"Une manipulation": LFI dénonce "les pratiques malhonnêtes de Darmanin" après les résultats officiels

Jean-Luc Melenchon dans un bureau de vote à Marseille, le 12 juin 2022 - CHRISTOPHE SIMON © 2019 AFP
Jean-Luc Melenchon dans un bureau de vote à Marseille, le 12 juin 2022 - CHRISTOPHE SIMON © 2019 AFP

Le ton monte encore d'un cran entre la France insoumise et l'exécutif. Au lendemain du premier tour et de l'annonce des résultats, la Nupes (Nouvelle union populaire écologique et sociale) n'est pas d'accord avec les chiffres du ministère de l'Intérieur.

"Nous dénonçons cette nouvelle manipulation qui vise à faire apparaître artificiellement la coalition présidentielle en tête du premier tour alors qu’elle ne l’est pas par la réalité des suffrages", avance le parti de Jean-Luc Mélenchon dans un communiqué ce lundi après-midi.

"Des faux électeurs comme au Stade de France"

Selon les résultats officiels, la coalition macroniste Ensemble a devancé au premier tour la Nupes d'un peu plus de 21.000 voix seulement, sur 23,3 millions de votants, avec 25,75% des voix (5.857.558 voix), contre 25,66% pour la Nupes (5.836.202).

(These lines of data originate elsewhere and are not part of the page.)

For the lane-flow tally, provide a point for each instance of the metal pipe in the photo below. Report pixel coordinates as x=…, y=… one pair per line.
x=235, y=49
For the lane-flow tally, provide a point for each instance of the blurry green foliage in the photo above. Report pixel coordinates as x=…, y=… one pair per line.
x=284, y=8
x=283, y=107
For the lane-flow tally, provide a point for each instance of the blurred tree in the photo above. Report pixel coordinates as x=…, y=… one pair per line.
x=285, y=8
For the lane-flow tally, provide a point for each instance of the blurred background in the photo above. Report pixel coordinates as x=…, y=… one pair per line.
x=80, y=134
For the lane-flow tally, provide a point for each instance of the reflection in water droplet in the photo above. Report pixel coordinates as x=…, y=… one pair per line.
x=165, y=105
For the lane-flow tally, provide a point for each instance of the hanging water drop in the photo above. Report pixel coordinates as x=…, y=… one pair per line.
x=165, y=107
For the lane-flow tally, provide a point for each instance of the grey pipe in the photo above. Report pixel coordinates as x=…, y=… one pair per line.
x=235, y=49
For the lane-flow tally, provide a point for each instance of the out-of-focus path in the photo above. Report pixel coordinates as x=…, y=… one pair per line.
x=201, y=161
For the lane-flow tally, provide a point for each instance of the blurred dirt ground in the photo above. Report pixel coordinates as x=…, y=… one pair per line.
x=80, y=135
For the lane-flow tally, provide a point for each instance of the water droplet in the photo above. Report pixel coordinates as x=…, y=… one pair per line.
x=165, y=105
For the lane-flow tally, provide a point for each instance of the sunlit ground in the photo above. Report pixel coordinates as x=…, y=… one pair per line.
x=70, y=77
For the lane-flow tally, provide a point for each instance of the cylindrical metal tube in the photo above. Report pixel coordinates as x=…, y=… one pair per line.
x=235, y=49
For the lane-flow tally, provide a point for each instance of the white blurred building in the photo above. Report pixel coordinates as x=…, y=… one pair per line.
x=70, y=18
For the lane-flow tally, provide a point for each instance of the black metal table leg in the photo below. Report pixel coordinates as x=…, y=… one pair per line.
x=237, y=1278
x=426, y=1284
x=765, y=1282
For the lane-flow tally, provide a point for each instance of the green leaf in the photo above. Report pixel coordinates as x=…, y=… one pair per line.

C'est Manuel Bompard, l'ancien directeur de campagne de la France insoumise et candidat dans la circonscription de Jean-Luc Mélenchon à Marseille, qui a tiré le premier, "accusant le ministère de l'Intérieur de lui attribuer moins" de voix que récoltées "pour faire apparaître artificiellement le parti de Macron en tête", dans la nuit de dimanche à lundi.

Quelques heures plus tard, il a dénoncé le retrait de trois candidats Nupes des calculs du ministère de l'Intérieur, dénonçant un ministre de l'Intérieur "manipulateur", se demandant s'il annonçait "de faux électeurs comme au Stade de France".

Manuel Bompard fait référence au fait que Gérald Darmanin a été mis en cause pour avoir surestimé le nombre de supporters munis de faux billets dans le fiasco de la finale de la Ligue des Champions.

3 candidats PS qui ont renoncé à l'investiture Nupes

Au cœur du débat: les quelque 44.400 voix recueillies par trois candidats: Hervé Saulignac (1ère circonscription de l'Ardèche), Dominique Potier (5ème de Meurthe-et-Moselle) et Joël Aviragnet (8ème de Haute-Garonne). Ces 3 candidats ont été investis par le PS dans le cadre de la Nupes.

Interrogé par l'AFP, le ministère explique avoir "comptabilisé en Divers gauche" ces trois candidats "initialement investis par la Nupes", ces derniers ayant ensuite "déclaré vouloir renoncer à cette investiture" Nupes.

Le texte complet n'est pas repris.